Imagine that our fingers collectively act as a processor, and this processor executes instructions of the form
type x where
x is a character on the keyboard. So, to type the phrase
hello world, our instruction stream would look like:
type h type e type l type l type o type type w type o type r type l type d
What characteristics does this processor have, and how does this processor relate to the ones found in our computers?
First, note that even though the given letters have to be typed in sequence (otherwise we’d end up with a typo), most typists will position their fingers in preparation to type letters further down the sequence. For instance, while my left hand is pressing the ‘E’ key when I type
hello world, I’m positioning one of the fingers of my right hand to rest on top of the ‘L’ key. In essense our fingers are working in parallel even though the instruction stream must follow a serial order.
In processor terminology, this “parallelism within serial code” is known as instruction-level parallelism (ILP), and leveraging it is key to achieving good single-threaded performance in processors. Two of the most common techniques processors use to take advantage of ILP are pipelining and superscalar execution. Let’s see how well these terms describe what our fingers are doing.
Executing an instruction almost always takes several steps. In a classic 5-stage CPU pipeline, each instruction can be broken down into five steps:
- Get the instruction (instruction fetch or IF)
- Decode it (instruction decode, ID)
- Perform the instruction (execute, EX)
- Perform a memory acccess if needed (MEM)
- Write any needed results to a register (write-back, WB)
Each step of the pipeline is done on specialized hardware; that is, within a CPU, part of the silicon is dedicated to IF, part of it is dedicated to ID, and so on, and no part of silicon can do any other step of the instruction. If all steps are executed serially, most of the silicon spends its time idle:
The IF is only working in two units of time out of ten–20% utilization. Same for all other steps. The idea behind pipelining is that instead of leaving this piece of silicon idle, we let it get started on the next instruction:
Are we typing in a pipelined manner? I don’t think so. I’d break down our instructions in the following manner:
- Instruction fetch/decode. I don’t really even consider this a step because it’s done by our brain so quickly that it’s really never a bottleneck or concern.

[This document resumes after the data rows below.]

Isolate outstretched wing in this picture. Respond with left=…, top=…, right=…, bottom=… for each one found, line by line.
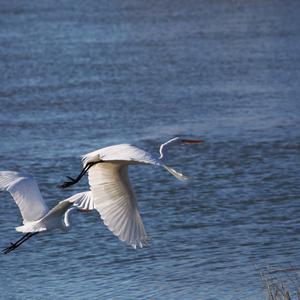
left=0, top=171, right=48, bottom=224
left=82, top=144, right=160, bottom=166
left=64, top=191, right=95, bottom=210
left=88, top=162, right=147, bottom=248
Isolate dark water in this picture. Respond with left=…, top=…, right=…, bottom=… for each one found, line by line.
left=0, top=0, right=300, bottom=300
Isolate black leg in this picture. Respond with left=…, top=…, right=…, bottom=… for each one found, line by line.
left=3, top=232, right=38, bottom=254
left=59, top=161, right=101, bottom=189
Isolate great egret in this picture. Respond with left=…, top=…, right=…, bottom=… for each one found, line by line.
left=0, top=171, right=94, bottom=254
left=61, top=137, right=202, bottom=248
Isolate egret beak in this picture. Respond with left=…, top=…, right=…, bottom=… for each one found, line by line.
left=181, top=139, right=204, bottom=144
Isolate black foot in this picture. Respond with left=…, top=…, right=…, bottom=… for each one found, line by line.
left=2, top=243, right=17, bottom=254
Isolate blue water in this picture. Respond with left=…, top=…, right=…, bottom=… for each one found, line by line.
left=0, top=0, right=300, bottom=300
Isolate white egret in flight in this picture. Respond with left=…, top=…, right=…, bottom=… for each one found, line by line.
left=61, top=137, right=203, bottom=248
left=0, top=171, right=94, bottom=254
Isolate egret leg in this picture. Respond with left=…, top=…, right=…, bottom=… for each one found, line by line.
left=59, top=161, right=101, bottom=189
left=3, top=232, right=38, bottom=254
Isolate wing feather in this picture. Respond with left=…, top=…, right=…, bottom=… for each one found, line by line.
left=81, top=144, right=160, bottom=166
left=0, top=171, right=48, bottom=224
left=88, top=162, right=147, bottom=248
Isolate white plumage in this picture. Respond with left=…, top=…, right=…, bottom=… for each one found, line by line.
left=71, top=138, right=201, bottom=248
left=0, top=171, right=92, bottom=253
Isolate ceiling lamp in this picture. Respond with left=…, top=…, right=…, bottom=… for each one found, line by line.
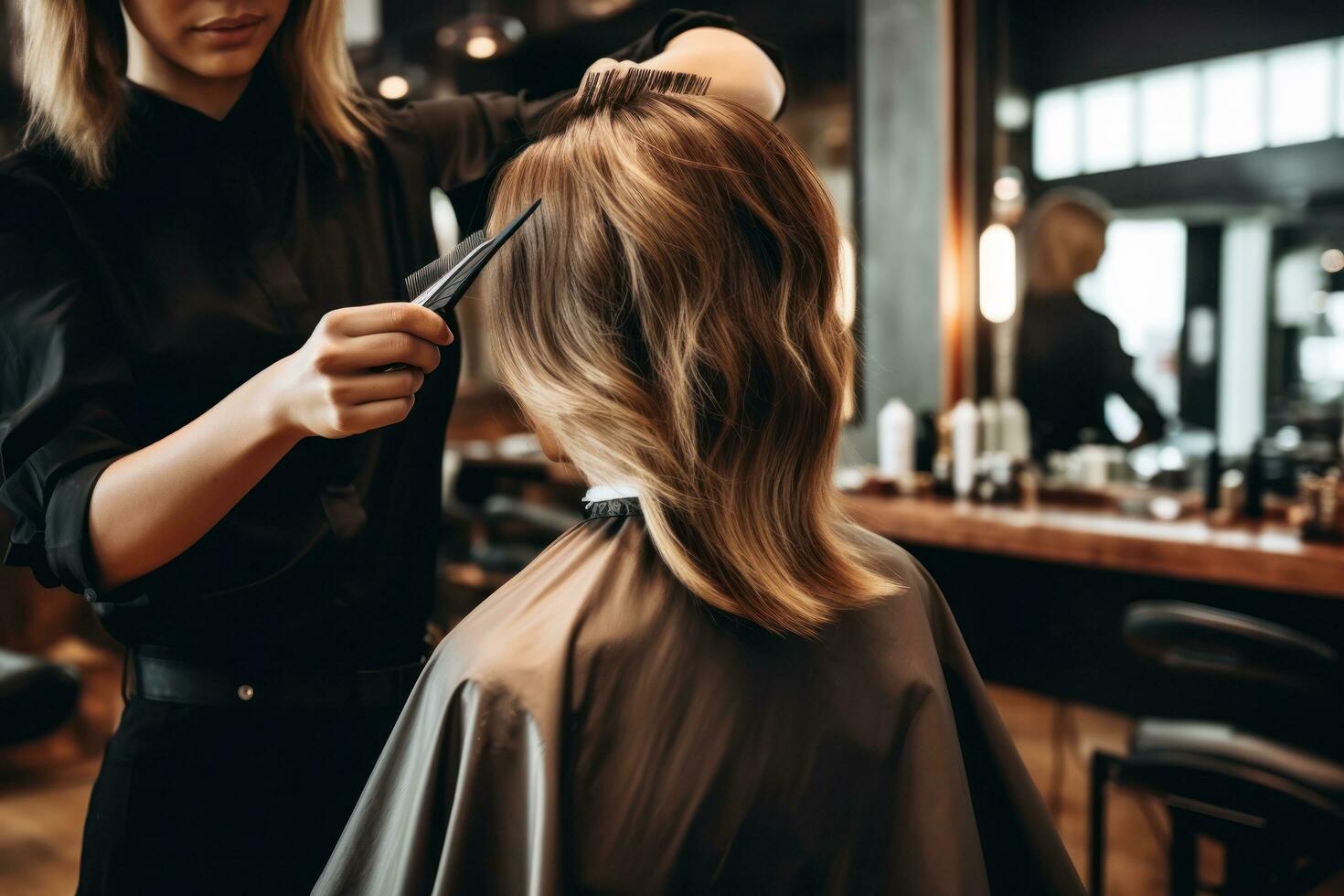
left=564, top=0, right=635, bottom=20
left=434, top=8, right=527, bottom=59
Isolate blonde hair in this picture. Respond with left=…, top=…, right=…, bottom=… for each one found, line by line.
left=486, top=91, right=898, bottom=635
left=23, top=0, right=381, bottom=186
left=1027, top=187, right=1112, bottom=293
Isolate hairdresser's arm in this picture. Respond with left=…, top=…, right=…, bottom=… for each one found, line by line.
left=640, top=28, right=784, bottom=118
left=89, top=303, right=453, bottom=589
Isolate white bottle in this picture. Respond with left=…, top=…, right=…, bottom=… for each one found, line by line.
left=980, top=398, right=1003, bottom=454
left=998, top=398, right=1030, bottom=461
left=952, top=398, right=980, bottom=498
left=878, top=398, right=915, bottom=490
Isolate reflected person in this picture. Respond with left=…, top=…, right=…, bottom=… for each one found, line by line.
left=315, top=73, right=1082, bottom=896
left=1018, top=191, right=1167, bottom=457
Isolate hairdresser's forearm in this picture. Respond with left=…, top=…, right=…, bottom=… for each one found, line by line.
left=89, top=372, right=301, bottom=589
left=89, top=303, right=453, bottom=596
left=643, top=28, right=784, bottom=118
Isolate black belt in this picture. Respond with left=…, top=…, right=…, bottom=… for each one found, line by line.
left=132, top=650, right=425, bottom=707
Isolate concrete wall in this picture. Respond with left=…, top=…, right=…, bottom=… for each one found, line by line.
left=841, top=0, right=949, bottom=464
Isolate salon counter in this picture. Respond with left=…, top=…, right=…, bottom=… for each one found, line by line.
left=844, top=496, right=1344, bottom=599
left=844, top=496, right=1344, bottom=724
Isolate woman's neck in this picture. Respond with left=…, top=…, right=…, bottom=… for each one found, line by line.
left=126, top=19, right=251, bottom=121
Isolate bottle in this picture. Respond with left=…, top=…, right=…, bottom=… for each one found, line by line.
left=1204, top=444, right=1223, bottom=513
left=952, top=398, right=980, bottom=498
left=878, top=398, right=915, bottom=492
left=932, top=411, right=952, bottom=497
left=1244, top=437, right=1264, bottom=520
left=998, top=398, right=1030, bottom=462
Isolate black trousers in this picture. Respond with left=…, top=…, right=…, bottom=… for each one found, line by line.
left=78, top=698, right=400, bottom=896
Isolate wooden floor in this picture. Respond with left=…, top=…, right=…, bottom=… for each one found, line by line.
left=0, top=645, right=1344, bottom=896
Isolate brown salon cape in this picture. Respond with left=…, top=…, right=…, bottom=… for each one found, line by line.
left=314, top=501, right=1082, bottom=896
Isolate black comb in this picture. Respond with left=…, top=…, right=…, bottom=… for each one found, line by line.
left=406, top=229, right=485, bottom=305
left=406, top=198, right=541, bottom=317
left=379, top=198, right=541, bottom=373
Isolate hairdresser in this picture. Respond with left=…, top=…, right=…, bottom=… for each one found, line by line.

- Move finger to desired key
- Press key
- Hold key briefly
- Release key
This isn’t pipelinable because steps 2-5 are performed by the same finger. It’s not like one part of our finger is idle while the rest of that same finger is pressing a key; we instead have other fingers idle while one finger is working. Even though our other fingers can work on future letters/instructions when one finger is typing, this isn’t pipelining either because each finger is general-purpose; each finger moves, presses, holds, and releases a key and isn’t specialized for one step of the instruction.
Superscalar execution is like using a multicore processor to execute a single, serial stream of instructions. Each “core” is known as an execution unit. Below is two instructions executing on a processor with two execution units:
Of course, one can’t blindly parallelize things and expect them to keep working. In multithreaded programming, it’s the programmer’s responsibility to ensure everything works correctly through the use of locks, atomic operations, and so on. With superscalar execution, these worries are handled by the hardware–the processor detects instruction dependencies and schedules instructions (adding delays if necessary) such that all dependencies are done in time.
Our fingers are kind of like a superscalar processor. Each finger is like an execution unit because each finger is capable of executing a complete instruction–they are not completing some work for an instruction and then passing it onto another finger for further processing, which would be pipelining. So in some ways we process typing commands similarly to how a processor with 10 execution units would.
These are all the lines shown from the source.